Blockchain Separates From Crypto

There was a time when blockchain and cryptocurrency were joined at the hip. After all, blockchain serves as the digital ledger recording crypto transactions, including those in bitcoin.

Today, the links between blockchain and crypto remain, but the former is separating itself from the latter and that’s a good thing. That’s a knock on crypto, but rather testament to blockchain’s evolving usage case, which in turn highlights a potentially attractive investment thesis with or without assistance from bitcoin and friends.

That rapid pace of blockchain adoption, which doesn't hinge on bitcoin or any other cryptocurrency for that matter, is many ways a relief because as, some of history's most disruptive innovations took years to reach scale.
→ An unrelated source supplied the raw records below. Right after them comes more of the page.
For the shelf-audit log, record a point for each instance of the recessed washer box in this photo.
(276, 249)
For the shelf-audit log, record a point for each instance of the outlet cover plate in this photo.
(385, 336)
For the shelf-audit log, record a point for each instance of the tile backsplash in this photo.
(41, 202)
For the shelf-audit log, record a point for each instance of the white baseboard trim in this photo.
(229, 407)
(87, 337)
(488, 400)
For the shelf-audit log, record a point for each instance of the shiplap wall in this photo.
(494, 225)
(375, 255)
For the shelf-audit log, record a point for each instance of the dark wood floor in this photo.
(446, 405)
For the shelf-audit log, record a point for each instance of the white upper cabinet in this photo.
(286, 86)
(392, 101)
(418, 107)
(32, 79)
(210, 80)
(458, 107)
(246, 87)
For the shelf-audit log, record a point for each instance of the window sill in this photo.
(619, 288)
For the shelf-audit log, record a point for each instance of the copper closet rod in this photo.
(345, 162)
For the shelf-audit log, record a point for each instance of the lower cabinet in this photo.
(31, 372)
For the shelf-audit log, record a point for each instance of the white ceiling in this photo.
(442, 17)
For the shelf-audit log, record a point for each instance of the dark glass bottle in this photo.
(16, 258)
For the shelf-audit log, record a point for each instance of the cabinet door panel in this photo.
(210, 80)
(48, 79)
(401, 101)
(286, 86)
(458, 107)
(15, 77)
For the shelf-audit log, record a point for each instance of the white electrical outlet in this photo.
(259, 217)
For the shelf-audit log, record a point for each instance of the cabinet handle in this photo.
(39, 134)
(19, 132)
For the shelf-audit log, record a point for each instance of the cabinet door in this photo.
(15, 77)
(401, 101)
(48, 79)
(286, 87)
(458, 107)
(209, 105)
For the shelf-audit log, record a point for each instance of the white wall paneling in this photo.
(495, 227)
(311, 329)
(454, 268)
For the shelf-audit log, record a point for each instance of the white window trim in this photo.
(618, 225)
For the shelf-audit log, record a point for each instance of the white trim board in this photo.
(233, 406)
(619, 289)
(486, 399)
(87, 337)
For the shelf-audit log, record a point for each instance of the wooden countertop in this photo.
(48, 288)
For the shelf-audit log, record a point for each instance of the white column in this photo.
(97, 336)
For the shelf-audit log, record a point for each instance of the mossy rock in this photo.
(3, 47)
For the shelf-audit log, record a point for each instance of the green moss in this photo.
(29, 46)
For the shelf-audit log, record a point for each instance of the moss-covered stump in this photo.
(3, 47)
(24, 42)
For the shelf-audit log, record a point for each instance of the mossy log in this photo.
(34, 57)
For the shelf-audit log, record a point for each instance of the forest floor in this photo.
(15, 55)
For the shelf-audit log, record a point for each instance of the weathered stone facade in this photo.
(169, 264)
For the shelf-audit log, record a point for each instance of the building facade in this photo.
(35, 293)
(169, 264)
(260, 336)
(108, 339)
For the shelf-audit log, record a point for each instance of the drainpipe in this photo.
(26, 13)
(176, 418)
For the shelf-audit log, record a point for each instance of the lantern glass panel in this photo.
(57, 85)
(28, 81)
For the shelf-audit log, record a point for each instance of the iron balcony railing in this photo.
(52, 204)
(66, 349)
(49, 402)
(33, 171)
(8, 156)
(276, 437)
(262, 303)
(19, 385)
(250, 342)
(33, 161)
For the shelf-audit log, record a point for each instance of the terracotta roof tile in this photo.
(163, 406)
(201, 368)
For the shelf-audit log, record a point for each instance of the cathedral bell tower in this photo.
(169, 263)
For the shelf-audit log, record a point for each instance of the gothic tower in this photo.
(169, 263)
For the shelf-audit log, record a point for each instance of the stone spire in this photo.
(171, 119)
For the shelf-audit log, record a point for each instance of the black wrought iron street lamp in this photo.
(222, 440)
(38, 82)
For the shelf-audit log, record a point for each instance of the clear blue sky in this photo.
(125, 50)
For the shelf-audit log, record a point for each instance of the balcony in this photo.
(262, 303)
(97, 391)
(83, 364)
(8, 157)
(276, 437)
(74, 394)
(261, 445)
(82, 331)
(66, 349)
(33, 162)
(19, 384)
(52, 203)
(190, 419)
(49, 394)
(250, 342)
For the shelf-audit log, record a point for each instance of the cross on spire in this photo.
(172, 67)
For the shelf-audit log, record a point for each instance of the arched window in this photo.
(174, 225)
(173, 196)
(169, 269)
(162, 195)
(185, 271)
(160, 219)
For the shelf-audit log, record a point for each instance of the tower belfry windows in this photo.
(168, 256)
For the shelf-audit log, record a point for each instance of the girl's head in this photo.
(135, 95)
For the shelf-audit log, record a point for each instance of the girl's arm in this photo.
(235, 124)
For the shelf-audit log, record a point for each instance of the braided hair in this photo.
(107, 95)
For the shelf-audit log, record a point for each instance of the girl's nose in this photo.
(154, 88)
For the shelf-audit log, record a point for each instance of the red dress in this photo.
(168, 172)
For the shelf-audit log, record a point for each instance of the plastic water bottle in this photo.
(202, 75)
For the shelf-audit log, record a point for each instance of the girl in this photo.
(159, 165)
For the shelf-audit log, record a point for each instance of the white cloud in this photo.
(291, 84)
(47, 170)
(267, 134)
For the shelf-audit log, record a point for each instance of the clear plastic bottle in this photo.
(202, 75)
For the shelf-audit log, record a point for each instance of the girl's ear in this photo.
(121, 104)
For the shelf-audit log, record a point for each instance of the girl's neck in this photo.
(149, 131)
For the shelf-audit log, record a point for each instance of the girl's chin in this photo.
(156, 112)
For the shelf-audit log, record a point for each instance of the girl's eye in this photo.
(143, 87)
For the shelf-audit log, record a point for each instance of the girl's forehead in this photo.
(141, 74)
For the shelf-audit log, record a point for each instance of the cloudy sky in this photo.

“Blockchain has gone far beyond its beginnings in banking and cryptocurrency: Annual funding to blockchain companies, despite falling from 2018’s record high, more than doubled in 2020 compared to 2017. Annual spending on blockchain solutions will reach nearly $16 billion by 2023,” according to CB Insights.

Data Bode Well for Blockchain Adoption

Recent research conducted by Coinbase in partnership with The Block indicates that 52% of the Fortune 100 companies have examined blockchain, crypto or Web3 plans since the start of 2020. For blockchain firms, the good news is that crypto and Web3 need blockchain, not the other way around.

“About 60% of Fortune 100 initiatives reported since the start of 2022 have been either in the pre-launch stage or already launched. Zooming out, 83% of surveyed Fortune 500 executives who are familiar with cryptocurrency or blockchain say their companies have either current initiatives or are planning them,” according to Coinbase.

One of the primary reasons companies are examining investments in blockchain, crypto or Web3 is that they realize the traditional financial services system is antiquated. When it comes to innovative technologies, of which blockchain is one, it’s lead, follow or get out of the way. That is it to say there’s value in blockchain because it can help early adopters beat rivals.

“About two thirds (64%) of surveyed Fortune 500 executives who are familiar with cryptocurrency or blockchain say that investing in these technologies is important for staying ahead of their competition,” adds Coinbase.

Some industries are embracing blockchain more rapidly than others with the group of adopters led by tech, financial services and retail, though it should be noted blockchain has myriad applications in the healthcare field, among others.

Data Dependency Bolsters Blockchain Case

Data is big business and it’s at the heart of how many companies across a plethora of industries function. Advisors know that data is essential to their businesses, too. Hence the relevance of blockchain in the financial services sector.

“Blockchain is the heart of corporate innovation: data collection/management (for both customer and internal data) is a top current use case and also the focus of the most planned initiatives among the Fortune 500, with 77% of the surveyed executives agreeing that blockchain could help make the financial system work better for everyone,” concludes Blockchain.

That’s likely one reason why the Fortune 100 have steadfastly invested in blockchain over the past several years and why that trend will continue.